When I was in the second grade, I entered and won the school Reflections contest. A blue ribbon and a silver dollar. My story was called The Frost Princess and it was about a land perpetually in summer. The sun was always shining, the flowers were in constant bloom, everyone was perfectly happy. Contrary to what you’d expect, the trees and bees and flowers couldn’t take it anymore. They were exhausted by all the upbeatness of summer. They complained to their local princess, every land has one, and she said she knew of a special princess that could help them out. The Frost Princess. After much begging, the Frost Princess finally came and offered winter to the flowers and the trees. She told them they would die a little bit, that it would be cold and snowy and some of them wouldn’t make it through, but summer was so hot and happy that everyone chose winter. Winter came on all the land and the trees and flowers and grass finally got to rest in the cold, snow-covered ground.
At age 8, I believed that I won because each word (word!) was written in a different magic marker color but now I think I must have struck a nerve with some frazzled Mormon PTA mom, longing for a rest.
I’ve had a wee touch of the melancholy for most of my life. As a kid, I never knew that anyone could be any different.
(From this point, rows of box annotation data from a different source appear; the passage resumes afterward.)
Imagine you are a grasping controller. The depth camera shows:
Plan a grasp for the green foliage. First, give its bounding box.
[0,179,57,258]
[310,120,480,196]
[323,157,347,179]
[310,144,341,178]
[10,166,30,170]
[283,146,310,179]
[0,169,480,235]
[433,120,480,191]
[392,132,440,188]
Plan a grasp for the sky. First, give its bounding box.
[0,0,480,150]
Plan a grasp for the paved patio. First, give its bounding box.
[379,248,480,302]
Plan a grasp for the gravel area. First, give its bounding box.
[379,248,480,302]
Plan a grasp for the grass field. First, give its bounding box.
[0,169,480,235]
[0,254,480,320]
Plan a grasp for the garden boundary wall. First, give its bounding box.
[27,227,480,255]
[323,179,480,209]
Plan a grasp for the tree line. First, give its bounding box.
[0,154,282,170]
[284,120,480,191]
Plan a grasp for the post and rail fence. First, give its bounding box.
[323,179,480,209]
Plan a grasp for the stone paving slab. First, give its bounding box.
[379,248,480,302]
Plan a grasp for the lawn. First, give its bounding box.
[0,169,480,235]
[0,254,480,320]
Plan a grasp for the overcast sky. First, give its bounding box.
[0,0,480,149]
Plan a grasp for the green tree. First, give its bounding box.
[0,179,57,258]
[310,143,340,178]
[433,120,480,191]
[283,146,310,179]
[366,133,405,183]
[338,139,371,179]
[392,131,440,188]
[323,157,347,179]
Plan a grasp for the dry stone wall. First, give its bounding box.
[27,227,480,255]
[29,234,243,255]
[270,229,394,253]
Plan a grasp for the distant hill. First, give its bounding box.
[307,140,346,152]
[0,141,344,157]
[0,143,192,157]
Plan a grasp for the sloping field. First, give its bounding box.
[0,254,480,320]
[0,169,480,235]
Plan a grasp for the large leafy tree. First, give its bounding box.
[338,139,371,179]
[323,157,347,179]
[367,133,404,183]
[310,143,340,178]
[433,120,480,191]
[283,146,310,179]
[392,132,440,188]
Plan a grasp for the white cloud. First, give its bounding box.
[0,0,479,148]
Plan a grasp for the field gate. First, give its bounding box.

It was a guilt-free, gentle sadness. Around about age 19, I went through a deep religious conversion that made me both happy and pointedly aware that I was a sad one. It morphed into a shameful, burdensome sadness.
In my eyes, the scriptures and Church publications drew up a template of a kind and happy person, friend of Jesus, joyful and forward-looking. While Jesus and I were definitely chummy, I was certain that it was my sadness, my neediness that connected us together. There’s a lot of doctrinal evidence that I was fine being Jesus’ blue follower, but I zoned in on, and hated, my lack of regular good cheer.
I loathed myself for it. I contemplated why I was generally sad and linked it to sin or an unbelieving heart or a congenital spiritual defect. Then my sadness became equivalent to everything I could not accomplish as a Mormon. You’ve got your own list, it’s not that different from mine. The hatred of my sadness finally came to a head at around 25 when I had a major depressive episode.
This was different from the sweet melancholy I had known. I could hardly function, completely apathetic to things I normally loved, even dancing and peanut butter. I had a few paralyzing panic attacks and quit my job and school so other people wouldn’t have to be put out by my depression. I made a suicide plan but didn’t even have the energy to put that in motion. I started on some SSRIs, started talk therapy and after a year of a lot of sleep, I felt a lot better.
That episode was clearly a different beast than my usual feeling blue, but my continued sadness made me edgy for the next few years. Maybe I would head back down again. Maybe I’d have to quit my life again and stop caring about anything. A therapist suggested in the midst of my paranoid planning of my next depressive episode that I look at my sadness in a new way.
We didn’t glorify it. Melancholy didn’t suddenly become the Christ-like attribute that made me better or more thoughtful than other people. It had simply bloated into a feeling more significant than any other part of my humanity, so I had to diet it, let some of the air out. And you know, I learned something that day. I learned to stop caring that I was a little bit sad. I learned that sadness never lasts forever, especially when it feels like it is going to. I learned that I didn’t have to do something to distract myself from the sadness, since it wasn’t loaded with meaning, there was no reason for diversion.
Now that my melancholy is less meaningful, I don’t have to be so depressed about it, and I can finally capitalize on its blue-ribbon, silver-dollar earning capacity.